Jakarta (ANTARA) - Pengamat ekonomi dari Universitas Jember Adhitya Wardhono PhD menilai, digitalisasi menjadi salah satu kunci transformasi pasar tradisional agar mampu bertahan dan bersaing di tengah pesatnya ekspansi ritel modern serta platform e-commerce.
Adhitya menilai digitalisasi bukan bertujuan mengubah karakter pasar tradisional, melainkan memperkuat daya saingnya di tengah perubahan perilaku masyarakat yang semakin mengutamakan kemudahan dan kecepatan bertransaksi.
“Dukungan utama dapat diberikan melalui pelatihan digital dan perbaikan pencatatan usaha, karena biasanya masih banyak yang manual. Pedagang juga perlu dibantu agar dapat menggunakan pembayaran non-tunai dan memasarkan produknya melalui kanal daring seperti QRIS,” kata Adhitya kepada ANTARA, Jumat.
Ia mengatakan pasar tradisional memiliki peran besar dalam menopang pedagang kecil dan menyerap produk lokal.
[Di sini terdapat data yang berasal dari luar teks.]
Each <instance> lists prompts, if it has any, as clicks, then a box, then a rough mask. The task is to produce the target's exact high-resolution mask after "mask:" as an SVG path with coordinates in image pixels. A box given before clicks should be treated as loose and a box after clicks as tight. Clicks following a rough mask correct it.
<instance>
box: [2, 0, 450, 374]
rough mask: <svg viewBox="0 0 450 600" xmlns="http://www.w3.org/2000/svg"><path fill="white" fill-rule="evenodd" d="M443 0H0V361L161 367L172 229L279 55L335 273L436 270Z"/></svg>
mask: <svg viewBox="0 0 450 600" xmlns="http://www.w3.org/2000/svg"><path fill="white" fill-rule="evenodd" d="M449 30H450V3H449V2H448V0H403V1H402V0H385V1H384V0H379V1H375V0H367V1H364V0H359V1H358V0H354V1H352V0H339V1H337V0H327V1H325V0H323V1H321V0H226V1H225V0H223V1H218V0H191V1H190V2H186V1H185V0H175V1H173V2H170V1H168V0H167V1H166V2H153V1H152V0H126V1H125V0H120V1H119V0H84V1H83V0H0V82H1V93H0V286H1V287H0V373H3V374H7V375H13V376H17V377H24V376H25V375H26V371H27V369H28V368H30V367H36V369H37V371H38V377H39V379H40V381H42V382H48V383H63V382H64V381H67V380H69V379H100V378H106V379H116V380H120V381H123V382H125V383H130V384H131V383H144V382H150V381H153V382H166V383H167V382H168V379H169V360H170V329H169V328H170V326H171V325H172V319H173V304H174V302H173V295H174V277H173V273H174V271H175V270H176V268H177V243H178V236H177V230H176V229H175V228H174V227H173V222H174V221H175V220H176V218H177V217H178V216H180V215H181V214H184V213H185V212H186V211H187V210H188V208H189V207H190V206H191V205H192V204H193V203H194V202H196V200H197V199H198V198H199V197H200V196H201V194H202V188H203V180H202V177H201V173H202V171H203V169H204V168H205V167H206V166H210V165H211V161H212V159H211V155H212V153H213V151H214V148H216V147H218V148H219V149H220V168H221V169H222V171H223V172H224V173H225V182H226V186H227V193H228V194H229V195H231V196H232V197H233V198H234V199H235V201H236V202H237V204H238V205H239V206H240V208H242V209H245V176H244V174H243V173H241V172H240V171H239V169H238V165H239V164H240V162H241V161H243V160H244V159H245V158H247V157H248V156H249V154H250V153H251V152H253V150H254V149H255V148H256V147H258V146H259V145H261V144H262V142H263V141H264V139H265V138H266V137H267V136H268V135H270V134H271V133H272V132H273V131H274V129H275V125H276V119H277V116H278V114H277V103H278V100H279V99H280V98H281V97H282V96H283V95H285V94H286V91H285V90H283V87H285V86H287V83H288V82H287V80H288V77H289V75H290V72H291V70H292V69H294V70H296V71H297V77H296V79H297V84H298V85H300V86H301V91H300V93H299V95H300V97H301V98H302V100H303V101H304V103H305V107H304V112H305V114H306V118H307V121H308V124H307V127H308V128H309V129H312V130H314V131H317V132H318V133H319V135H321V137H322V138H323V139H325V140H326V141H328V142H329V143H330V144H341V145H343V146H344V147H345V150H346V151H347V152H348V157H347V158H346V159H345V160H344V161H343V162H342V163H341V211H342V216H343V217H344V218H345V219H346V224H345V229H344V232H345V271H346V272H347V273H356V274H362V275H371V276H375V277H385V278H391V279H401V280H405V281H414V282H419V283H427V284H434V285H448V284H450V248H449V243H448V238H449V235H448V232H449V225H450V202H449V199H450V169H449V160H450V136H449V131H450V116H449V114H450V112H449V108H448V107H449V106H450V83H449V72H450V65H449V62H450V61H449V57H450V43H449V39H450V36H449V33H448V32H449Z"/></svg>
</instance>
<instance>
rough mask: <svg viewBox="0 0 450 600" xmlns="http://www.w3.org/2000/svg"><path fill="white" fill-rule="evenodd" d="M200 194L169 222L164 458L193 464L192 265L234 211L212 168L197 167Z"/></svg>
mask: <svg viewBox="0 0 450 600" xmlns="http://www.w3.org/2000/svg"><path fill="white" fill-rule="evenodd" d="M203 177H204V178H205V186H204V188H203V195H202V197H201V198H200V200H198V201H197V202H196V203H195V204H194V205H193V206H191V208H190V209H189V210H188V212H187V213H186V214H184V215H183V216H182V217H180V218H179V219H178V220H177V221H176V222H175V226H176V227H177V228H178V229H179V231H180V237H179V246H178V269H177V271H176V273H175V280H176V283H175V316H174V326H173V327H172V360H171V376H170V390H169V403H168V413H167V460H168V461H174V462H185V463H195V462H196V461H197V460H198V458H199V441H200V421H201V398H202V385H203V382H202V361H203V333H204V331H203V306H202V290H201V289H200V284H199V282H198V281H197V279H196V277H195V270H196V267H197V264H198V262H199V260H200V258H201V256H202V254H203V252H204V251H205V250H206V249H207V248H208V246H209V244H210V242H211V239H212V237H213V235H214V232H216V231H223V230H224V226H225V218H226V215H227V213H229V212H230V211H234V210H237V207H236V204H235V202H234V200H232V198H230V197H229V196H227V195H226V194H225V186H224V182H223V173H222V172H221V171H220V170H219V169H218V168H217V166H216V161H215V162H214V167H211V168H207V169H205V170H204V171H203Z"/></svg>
Dalam hal ini pemerintah perlu mendorong digitalisasi pasar melalui pelatihan promosi produk secara daring, serta peningkatan kapasitas pedagang dalam memanfaatkan teknologi.
Upaya tersebut dinilai dapat menjaga eksistensi pasar sesuai perkembangan zaman dan memperluas jangkauan konsumen sekaligus meningkatkan efisiensi usaha.
Selain transformasi digital, pemerintah juga perlu menjaga biaya usaha pedagang tetap kompetitif melalui efisiensi biaya sewa, retribusi, dan distribusi. Dengan demikian, pasar tradisional dapat mempertahankan keunggulannya dalam menawarkan harga yang terjangkau sekaligus memberikan pelayanan yang semakin sesuai dengan kebutuhan konsumen.
Di sisi lain, Adhitya mengatakan revitalisasi pasar tradisional akan dapat memberikan dampak ekonomi yang besar, karena meningkatkan aktivitas transaksi sekaligus memperkuat perputaran uang di daerah. Pasar yang lebih tertata menurutnya akan menarik lebih banyak konsumen dan meningkatkan omzet pedagang.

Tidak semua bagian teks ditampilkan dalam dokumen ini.